End-of-term exam

Each student will be randomly assigned 2 topics, one about NLP and one about Python.
The main focus will be on the NLP topic, but sufficient knowledge (at least that equivalent to a passing grade) must be demonstrated in both topics to pass the exam.
Students will have at least 15 minutes of preparation time.
The exam grade will count towards 50% of the final grade.

Exam times and location

Date	Time	Location
December 20 (Wed)	08:00	Q.B203
January 3 (Wed)	10:00	Q.B203
January 17 (Wed)	10:00	Q.B203

I. NLP topics

1. Tagging

POS-tags: definition, examples from Universal Tagset (not all tags, but DET, NOUN, ADJ, VERB)
Tagging in general: definitions and terminology (from lecture notebook)
NP-chunking: definition, examples
NER: definition, examples
Naive ways limitations (non-unique POS-tag, capital letters in NER)
Supervised learning, labeled data in general
Sequential data: windows approach, problem with long-distance relationships
Simple POS-tagger: most seen pos tag in a given context of words

2. An HMM POS-tagger

what is POS-tagging
The Viterbi algorithm (k=2,3)
Backtracking

3. Evaluation

labeled corpus
train/test set, seen/unseen data
word accuracy, sentence accuracy
Binary classification metrics (TP/TN/FP/FN table, precision/recall, Fscore)

4. Morphology: theory

Basic concepts: morphemes, tags, analysis and generation
Why do we need morphology: tasks
Phenomena:
- free and bound morphems, affix placement, affix types
- compounding, clitics
- non-concatenative morphology: reduplication, templates, ablaut
- language types
Computational morphology:
- components: lexicon, morphotactics, orthography
- analysis, generation

5. Finite state morphology

Finite state:
- FSA, FST, mathematical description
- Operations on FSTs: inversion, composition, projection
Morphology:
- FSTs as morphological analyzers; analysis / generation, backtracking
- lexc
Related tasks:
- spell checking, lemmatization, tokenization
- how a morphological FST can be used for these tasks

6. Syntax: theory

Basics: definition, grammaticality
Concepts: POS (open&closed), grammatical relations (predicate, arguments, adjuncts), subcategorization (valency, transitivity) , constituency (tests)
Phrase-structure grammars:
- Components: production rules, terminals, nonterminals
- Derivation, the parse tree, Chomsky Normal Form
Chomsky Normal Form and its algorithm
Dependency Grammar:
- Difference from PSG
- The dependency tree

7. Parsing and PCFG

Parsing
- Top-down and bottom-up parsing
- Challenges: nondeterminism and ambiguity (global/local); examples
- Dynamic programming; the CKY algorithm
PCFG
- Motivation and mathematical formulation
- Training and testing: treebanks and PARSEVAL
- Problems and solutions: subcategorization and lexicalization, independence and annotation

8. Classical machine translation

Translation divergences: systematic, idiosynchretic and lexical divergences; examples
The classical model
- Translation steps and approaches; the Vauquois triangle
- Direct translation, transfer, interlingua.
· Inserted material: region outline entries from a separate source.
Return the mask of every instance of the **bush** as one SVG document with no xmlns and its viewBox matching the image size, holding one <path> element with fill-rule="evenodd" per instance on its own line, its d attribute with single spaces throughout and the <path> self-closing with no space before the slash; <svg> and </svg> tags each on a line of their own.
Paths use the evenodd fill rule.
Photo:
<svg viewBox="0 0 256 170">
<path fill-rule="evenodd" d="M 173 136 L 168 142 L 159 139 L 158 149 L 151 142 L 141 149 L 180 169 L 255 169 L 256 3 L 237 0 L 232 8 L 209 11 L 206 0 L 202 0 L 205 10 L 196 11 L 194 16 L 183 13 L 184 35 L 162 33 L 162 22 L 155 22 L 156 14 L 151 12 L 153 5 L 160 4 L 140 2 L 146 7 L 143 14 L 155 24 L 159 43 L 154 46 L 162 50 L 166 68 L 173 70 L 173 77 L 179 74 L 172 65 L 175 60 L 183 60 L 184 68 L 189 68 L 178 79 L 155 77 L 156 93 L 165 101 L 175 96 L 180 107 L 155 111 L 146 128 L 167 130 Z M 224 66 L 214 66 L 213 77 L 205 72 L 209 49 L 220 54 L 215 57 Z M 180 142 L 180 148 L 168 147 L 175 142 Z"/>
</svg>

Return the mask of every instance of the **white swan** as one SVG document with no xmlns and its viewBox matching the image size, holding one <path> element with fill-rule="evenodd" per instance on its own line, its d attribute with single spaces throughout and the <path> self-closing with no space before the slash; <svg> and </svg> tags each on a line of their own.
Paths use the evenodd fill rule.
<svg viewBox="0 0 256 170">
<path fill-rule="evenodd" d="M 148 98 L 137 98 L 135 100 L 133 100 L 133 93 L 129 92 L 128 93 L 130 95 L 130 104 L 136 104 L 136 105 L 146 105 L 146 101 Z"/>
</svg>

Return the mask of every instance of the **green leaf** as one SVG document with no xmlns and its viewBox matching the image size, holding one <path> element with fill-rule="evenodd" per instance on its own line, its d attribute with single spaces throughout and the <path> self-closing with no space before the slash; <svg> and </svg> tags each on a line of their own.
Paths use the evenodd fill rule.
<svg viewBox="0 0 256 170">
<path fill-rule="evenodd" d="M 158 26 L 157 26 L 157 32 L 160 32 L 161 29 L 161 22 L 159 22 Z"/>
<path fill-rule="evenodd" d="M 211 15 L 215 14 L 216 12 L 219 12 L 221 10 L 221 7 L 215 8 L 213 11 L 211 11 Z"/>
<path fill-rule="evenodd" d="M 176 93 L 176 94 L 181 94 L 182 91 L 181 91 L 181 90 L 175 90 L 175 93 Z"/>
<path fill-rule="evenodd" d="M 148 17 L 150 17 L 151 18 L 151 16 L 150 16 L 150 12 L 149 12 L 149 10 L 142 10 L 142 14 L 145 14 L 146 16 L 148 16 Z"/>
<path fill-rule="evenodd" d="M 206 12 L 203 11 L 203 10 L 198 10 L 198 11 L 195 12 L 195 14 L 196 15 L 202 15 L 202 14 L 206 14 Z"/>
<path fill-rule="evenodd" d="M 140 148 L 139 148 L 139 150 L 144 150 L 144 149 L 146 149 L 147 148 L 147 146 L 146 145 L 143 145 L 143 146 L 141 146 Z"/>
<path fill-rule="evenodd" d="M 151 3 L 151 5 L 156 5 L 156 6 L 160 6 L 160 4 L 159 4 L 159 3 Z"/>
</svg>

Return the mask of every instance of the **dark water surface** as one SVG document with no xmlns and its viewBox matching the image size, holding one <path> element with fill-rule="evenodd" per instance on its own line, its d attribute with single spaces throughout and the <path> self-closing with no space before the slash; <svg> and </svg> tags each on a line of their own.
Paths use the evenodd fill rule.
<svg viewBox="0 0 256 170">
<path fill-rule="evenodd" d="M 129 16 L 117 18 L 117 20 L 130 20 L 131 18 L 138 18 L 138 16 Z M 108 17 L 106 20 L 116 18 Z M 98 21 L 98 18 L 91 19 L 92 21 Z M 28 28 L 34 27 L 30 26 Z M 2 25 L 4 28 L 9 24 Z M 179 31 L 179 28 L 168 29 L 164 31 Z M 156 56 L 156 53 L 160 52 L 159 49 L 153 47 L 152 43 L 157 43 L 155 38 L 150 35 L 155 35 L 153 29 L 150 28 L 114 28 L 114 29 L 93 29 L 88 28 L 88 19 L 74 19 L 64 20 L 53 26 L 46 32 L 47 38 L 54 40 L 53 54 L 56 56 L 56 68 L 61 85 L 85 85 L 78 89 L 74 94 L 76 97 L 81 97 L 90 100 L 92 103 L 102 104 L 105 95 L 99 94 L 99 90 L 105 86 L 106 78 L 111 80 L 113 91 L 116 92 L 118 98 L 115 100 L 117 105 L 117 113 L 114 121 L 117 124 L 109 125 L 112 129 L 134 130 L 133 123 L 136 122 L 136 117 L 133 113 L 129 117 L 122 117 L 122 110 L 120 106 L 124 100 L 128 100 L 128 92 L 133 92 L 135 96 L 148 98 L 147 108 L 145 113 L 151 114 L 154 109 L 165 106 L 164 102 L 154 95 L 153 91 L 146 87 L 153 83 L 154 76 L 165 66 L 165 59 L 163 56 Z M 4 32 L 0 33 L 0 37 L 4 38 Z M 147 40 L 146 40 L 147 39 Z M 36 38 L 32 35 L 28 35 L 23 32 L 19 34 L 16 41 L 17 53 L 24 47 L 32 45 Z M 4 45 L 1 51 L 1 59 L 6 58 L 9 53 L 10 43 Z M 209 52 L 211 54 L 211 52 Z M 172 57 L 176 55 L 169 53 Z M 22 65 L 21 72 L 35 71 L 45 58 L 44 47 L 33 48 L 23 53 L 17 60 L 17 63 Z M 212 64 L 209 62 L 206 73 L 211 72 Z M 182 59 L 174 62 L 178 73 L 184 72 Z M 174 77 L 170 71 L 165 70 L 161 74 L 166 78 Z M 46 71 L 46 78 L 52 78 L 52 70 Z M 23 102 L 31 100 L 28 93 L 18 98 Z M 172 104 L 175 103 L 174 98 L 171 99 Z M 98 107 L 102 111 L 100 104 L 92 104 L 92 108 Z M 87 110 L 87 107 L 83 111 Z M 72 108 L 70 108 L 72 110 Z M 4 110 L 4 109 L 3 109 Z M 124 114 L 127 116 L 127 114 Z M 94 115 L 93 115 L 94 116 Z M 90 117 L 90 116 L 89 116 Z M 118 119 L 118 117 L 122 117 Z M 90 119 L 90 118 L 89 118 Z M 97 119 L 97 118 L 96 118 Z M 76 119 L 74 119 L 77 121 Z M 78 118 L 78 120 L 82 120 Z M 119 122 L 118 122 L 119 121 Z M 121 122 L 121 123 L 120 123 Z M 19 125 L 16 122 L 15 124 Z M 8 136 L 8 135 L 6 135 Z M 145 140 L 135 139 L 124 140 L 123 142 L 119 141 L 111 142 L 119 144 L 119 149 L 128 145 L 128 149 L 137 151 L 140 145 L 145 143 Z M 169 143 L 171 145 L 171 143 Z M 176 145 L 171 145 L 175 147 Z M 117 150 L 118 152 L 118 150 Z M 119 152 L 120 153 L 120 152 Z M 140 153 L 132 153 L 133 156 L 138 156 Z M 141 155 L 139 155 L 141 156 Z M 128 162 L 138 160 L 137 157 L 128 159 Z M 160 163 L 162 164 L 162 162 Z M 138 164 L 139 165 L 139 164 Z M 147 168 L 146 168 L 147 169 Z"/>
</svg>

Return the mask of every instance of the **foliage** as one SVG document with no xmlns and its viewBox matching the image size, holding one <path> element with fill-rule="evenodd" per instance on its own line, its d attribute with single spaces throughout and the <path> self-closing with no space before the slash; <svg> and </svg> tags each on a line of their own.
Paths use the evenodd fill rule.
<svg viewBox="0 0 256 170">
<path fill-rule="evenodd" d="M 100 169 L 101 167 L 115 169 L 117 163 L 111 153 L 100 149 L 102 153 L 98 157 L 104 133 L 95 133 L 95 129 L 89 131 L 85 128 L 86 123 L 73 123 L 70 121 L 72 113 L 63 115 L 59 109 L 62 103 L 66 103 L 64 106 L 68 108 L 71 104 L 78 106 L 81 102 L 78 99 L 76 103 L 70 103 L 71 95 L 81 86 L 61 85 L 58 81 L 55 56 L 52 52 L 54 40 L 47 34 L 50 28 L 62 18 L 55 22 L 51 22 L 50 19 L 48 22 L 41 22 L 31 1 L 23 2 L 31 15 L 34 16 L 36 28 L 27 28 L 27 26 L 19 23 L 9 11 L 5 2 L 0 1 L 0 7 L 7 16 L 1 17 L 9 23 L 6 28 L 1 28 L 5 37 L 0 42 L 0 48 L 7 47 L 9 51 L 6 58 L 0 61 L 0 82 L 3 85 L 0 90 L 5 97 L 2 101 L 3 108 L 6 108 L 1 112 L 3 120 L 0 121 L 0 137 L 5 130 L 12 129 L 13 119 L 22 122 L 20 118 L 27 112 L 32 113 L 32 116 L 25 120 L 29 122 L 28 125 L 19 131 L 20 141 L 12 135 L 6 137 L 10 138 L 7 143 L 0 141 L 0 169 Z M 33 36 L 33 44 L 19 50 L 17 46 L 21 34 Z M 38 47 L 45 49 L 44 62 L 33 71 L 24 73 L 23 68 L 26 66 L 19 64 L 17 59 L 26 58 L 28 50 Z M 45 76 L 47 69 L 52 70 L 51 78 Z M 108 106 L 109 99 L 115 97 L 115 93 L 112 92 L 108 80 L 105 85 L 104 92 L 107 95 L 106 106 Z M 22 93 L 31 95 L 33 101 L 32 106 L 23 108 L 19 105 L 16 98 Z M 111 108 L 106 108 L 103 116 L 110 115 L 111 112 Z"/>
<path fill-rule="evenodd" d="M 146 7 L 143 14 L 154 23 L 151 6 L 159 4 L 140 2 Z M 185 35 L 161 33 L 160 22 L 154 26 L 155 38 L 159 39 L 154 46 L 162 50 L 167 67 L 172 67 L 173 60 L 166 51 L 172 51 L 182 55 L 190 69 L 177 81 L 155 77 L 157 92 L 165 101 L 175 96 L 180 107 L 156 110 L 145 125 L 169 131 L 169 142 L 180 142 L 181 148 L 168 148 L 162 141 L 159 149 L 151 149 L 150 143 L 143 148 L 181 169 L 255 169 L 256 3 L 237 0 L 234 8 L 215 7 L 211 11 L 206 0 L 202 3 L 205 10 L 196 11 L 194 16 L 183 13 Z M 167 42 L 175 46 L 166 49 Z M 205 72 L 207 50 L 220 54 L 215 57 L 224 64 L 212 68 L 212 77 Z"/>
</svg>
Advantages and disadvantages of each
Problems with the classical model

9. Statistical machine translation

Mathematical description of statistical MT:
- the noisy channel model
- language and translation models; fidelity and fluency
Training and decoding (parallel corpora, decoding as search)
Evaluation:
- Manual evaluation (what and how)
- Overview of BLEU (modified precision, brevity penalty, micro average)

10. Alignment in machine translation

Word alignment; examples and arity
Phrase acquisition for phrase-based MT
IBM Model 1: algorithm and mathematical formulation

11. Word meaning

Representations: distributional and ontology-based approaches, pros and cons for each.
Simple word relationships: synonymy, hipernymy.
Common lexical resources: WordNet, FrameNet.
Measuring word similarity: approaches and issues.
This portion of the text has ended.